La chancla de la vida, el bochorno es abrumador. El ventilador oscila impotente sus 72 grados completos, esforzándose por aliviar el efecto invernadero de este ático de finca antigua donde el aislamiento térmico techuno es inexistente.
Las fiestas de Gracia infligen al barrio un ritmo acentuadamente cambiante, fragmentado por tramos horarios. Desde la ausencia primera, en pleno periodo vacacional difuminado por un regomello económico mundial, el tránsito de personas por la calle va in-crescendo, como el final de una buena aria o la transición al estribillo de un tema dance. Antes del mediodía las mangueras de aguabarrido dominan suelo y pantorrillas, los coches de policía se cruzan con los camioncetes de bcneta, y agentes de a-pié de ambas entidades pasean pausadamente las calles, ataviados con sendas pistolas o escobas, según sin so sobre tras.
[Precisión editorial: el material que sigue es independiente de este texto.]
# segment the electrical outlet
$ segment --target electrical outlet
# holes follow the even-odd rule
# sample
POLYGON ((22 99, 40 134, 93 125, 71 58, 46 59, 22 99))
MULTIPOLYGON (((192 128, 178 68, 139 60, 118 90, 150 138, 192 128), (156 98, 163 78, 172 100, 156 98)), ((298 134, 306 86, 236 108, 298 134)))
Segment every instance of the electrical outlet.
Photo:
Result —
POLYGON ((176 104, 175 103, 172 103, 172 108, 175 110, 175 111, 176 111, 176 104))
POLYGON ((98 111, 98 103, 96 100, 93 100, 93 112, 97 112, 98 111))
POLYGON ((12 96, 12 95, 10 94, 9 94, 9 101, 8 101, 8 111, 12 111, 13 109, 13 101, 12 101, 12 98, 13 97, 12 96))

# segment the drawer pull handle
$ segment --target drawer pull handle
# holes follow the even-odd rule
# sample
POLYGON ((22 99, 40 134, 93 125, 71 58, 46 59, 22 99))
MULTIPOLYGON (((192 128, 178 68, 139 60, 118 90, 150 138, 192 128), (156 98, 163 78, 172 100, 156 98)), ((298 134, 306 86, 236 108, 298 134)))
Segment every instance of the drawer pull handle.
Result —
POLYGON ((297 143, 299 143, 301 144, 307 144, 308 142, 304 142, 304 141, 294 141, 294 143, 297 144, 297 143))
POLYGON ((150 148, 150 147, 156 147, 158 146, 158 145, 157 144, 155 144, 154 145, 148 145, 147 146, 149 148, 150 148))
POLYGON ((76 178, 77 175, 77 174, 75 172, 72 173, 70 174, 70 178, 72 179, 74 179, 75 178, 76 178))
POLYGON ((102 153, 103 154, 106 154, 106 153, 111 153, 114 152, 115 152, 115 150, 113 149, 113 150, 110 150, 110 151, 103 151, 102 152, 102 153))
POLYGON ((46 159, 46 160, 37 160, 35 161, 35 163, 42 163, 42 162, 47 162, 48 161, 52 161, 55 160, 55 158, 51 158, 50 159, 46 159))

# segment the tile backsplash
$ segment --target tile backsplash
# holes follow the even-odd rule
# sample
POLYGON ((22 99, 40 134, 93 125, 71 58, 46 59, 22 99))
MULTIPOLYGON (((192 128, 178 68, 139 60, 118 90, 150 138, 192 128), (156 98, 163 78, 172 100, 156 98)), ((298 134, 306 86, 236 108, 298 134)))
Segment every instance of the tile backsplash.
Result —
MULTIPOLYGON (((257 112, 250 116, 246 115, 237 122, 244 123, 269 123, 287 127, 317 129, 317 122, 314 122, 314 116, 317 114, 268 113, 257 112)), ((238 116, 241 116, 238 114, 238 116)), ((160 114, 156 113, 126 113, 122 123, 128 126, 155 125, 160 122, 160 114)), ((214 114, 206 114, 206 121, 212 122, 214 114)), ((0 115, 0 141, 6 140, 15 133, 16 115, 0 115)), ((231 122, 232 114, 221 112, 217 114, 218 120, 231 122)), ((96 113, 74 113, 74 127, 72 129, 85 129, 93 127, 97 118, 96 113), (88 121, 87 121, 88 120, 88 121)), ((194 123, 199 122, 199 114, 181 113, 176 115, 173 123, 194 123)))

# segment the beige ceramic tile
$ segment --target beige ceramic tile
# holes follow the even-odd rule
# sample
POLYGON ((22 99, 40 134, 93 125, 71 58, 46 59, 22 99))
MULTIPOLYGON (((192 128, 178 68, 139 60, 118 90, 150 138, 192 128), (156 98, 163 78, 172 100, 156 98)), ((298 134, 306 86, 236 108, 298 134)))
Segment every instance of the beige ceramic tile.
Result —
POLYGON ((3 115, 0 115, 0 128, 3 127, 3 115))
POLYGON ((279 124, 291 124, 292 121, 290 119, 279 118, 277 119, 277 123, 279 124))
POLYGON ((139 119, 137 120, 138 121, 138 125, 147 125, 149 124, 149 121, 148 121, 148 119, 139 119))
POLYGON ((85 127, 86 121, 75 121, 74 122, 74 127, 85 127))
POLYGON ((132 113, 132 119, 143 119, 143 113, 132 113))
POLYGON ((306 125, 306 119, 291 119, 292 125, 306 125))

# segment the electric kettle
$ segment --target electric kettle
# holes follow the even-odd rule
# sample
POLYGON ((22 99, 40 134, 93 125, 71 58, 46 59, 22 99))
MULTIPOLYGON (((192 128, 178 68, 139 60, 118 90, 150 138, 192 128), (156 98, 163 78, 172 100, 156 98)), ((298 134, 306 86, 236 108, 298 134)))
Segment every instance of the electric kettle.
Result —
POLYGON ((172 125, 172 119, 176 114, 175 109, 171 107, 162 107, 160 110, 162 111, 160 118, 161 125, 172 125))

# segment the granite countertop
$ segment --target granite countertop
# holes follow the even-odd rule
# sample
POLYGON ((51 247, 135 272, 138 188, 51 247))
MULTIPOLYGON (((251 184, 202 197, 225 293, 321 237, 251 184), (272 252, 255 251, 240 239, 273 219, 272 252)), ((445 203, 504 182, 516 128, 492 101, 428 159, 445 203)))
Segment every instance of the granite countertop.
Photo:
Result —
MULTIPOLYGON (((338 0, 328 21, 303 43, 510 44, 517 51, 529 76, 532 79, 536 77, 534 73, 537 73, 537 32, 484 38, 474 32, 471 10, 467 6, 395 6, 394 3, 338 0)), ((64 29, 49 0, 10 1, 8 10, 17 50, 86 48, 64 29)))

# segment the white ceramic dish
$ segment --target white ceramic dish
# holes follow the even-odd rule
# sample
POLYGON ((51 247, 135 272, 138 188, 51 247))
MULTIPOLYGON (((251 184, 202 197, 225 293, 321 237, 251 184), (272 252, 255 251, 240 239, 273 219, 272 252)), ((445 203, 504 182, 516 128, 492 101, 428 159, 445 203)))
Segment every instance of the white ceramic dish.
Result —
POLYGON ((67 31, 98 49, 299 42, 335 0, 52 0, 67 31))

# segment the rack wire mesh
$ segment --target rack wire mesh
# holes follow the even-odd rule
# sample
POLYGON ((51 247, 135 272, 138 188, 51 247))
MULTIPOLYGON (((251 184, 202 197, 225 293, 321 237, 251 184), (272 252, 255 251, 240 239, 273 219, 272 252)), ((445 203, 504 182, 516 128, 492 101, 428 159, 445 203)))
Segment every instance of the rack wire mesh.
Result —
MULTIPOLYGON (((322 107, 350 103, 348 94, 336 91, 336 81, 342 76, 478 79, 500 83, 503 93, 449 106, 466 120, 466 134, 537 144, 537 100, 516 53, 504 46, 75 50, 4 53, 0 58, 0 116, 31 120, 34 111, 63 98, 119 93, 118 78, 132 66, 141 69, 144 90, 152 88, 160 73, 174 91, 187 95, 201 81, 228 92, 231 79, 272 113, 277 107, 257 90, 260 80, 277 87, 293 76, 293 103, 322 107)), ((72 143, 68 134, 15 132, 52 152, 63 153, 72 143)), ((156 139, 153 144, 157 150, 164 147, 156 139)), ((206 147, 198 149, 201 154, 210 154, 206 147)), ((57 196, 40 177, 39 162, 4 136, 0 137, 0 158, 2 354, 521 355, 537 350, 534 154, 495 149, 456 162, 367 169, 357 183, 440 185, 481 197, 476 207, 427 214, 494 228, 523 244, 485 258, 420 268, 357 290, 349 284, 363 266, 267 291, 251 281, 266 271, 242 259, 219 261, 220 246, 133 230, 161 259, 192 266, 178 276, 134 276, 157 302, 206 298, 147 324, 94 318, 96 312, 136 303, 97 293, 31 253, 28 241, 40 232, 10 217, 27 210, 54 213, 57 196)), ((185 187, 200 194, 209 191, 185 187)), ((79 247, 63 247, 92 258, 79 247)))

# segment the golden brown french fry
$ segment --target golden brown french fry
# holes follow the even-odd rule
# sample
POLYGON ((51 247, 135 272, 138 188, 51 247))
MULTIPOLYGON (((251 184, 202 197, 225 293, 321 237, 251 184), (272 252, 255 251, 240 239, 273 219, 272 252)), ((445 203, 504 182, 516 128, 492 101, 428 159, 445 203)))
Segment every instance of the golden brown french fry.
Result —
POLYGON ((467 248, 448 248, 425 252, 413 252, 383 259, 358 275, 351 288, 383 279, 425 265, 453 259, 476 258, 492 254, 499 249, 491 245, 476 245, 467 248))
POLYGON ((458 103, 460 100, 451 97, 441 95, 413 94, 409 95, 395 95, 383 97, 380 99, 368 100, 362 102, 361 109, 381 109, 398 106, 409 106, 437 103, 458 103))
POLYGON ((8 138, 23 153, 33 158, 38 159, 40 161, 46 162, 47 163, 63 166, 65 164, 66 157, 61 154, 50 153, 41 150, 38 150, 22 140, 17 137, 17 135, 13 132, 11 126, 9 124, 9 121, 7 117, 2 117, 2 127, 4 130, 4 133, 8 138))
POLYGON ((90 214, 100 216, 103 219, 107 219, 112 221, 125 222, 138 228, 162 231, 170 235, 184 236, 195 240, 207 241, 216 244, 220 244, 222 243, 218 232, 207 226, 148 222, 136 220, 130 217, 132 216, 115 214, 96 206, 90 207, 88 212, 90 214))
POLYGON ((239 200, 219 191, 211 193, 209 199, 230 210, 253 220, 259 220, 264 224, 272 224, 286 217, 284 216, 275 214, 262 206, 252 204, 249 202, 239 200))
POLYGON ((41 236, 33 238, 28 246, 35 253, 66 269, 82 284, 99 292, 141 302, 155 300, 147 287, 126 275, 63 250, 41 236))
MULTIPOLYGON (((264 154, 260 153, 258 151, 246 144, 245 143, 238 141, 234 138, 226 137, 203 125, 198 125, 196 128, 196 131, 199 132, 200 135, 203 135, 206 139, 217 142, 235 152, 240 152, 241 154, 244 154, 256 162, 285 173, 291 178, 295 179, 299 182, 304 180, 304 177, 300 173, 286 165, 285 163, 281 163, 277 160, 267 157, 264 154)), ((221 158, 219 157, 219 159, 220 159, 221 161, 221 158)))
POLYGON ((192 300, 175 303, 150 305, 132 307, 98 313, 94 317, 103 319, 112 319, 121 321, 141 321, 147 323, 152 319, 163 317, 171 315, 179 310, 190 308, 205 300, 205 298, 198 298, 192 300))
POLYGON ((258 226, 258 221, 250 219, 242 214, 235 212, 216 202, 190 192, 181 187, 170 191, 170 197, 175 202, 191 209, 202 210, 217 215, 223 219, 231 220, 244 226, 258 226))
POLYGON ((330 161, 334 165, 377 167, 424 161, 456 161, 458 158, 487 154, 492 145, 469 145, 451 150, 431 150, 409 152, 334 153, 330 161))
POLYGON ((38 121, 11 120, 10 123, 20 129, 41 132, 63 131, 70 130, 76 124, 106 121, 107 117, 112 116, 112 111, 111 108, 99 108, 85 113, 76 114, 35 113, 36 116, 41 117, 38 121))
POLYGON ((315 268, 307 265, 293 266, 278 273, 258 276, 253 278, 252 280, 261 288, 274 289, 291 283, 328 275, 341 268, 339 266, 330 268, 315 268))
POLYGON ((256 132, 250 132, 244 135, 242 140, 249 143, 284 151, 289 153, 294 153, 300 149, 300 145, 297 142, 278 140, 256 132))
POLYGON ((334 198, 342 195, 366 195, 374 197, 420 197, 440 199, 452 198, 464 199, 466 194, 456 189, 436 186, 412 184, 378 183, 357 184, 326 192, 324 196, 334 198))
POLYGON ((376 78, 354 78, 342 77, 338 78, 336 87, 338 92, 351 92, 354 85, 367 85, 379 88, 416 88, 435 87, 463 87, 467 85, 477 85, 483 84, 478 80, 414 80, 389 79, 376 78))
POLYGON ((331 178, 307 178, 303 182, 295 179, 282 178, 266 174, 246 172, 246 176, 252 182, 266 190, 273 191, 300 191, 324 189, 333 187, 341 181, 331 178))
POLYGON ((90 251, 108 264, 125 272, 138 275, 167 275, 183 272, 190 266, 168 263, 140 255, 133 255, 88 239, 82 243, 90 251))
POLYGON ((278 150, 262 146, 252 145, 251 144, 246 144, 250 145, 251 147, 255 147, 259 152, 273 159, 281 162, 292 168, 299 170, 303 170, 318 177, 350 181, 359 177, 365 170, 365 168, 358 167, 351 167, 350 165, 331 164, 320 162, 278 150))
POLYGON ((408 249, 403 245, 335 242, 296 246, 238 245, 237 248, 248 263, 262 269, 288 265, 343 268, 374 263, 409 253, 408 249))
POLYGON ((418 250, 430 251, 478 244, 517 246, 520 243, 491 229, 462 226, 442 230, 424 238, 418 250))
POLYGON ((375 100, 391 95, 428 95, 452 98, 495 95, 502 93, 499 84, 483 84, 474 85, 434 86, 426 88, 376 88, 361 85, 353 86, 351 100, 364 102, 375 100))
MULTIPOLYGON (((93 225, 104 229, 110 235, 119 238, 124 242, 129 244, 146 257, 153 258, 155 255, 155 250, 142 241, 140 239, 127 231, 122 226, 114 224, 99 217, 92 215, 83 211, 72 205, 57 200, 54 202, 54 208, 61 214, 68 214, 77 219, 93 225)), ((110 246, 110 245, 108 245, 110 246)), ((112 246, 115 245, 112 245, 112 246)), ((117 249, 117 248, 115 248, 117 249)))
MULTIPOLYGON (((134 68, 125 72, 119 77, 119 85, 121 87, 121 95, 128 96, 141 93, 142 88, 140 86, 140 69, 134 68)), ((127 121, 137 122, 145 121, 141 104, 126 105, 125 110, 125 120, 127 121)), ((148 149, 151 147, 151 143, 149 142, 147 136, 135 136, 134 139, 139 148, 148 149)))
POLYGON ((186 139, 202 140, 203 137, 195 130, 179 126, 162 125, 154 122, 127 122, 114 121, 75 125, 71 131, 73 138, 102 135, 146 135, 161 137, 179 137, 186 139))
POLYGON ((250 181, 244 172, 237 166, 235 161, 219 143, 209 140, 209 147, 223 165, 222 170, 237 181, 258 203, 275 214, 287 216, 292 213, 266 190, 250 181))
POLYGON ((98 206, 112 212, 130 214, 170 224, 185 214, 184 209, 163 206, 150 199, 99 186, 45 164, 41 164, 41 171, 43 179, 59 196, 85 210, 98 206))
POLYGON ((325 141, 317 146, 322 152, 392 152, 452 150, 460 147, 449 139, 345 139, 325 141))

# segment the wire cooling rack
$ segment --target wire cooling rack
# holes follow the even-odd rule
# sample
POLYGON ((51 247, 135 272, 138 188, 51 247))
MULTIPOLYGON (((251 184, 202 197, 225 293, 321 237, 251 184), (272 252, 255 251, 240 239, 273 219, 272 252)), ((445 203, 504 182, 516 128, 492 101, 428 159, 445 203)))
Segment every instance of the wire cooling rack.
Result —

Luego tímidamente menús de terraza, hoy melón con jamón y escalopines al roquefort, vino con gaseosa. La gente va conquistando la calle. A medida que avanza la tarde empiezan a formarse pequeños tumultos, se identifican los cuellos de botella a evitar. Para l'horabaixa parece que los hogares expulsen sus inquilinos, me han echado de casa, quién, el sofá. Un toque de queda invertido. Noche y conciertos, las calles quedan llenas hasta la bandera, la carne humana forma un continuo de pared a pared, el aire desalojado, se ahoga y sale a presión entre pechos y espaldas. Se percibe el espíritu de fiesta en las caras con fugaces destellos de quien se sabe sin poder viajar, el agosto en barcelona, los guiris alrededor para recordárselo.
Eps. La llamada de la selva: petardos a discreción, un contenedor apaleado, o un tiroteo. Habrá que averiguarlo. La silla me mira apremiante, ya pasan de las ocho, el desalojo es inminente. Toca ducha, camisa a cuadros y Kimera més que un bar.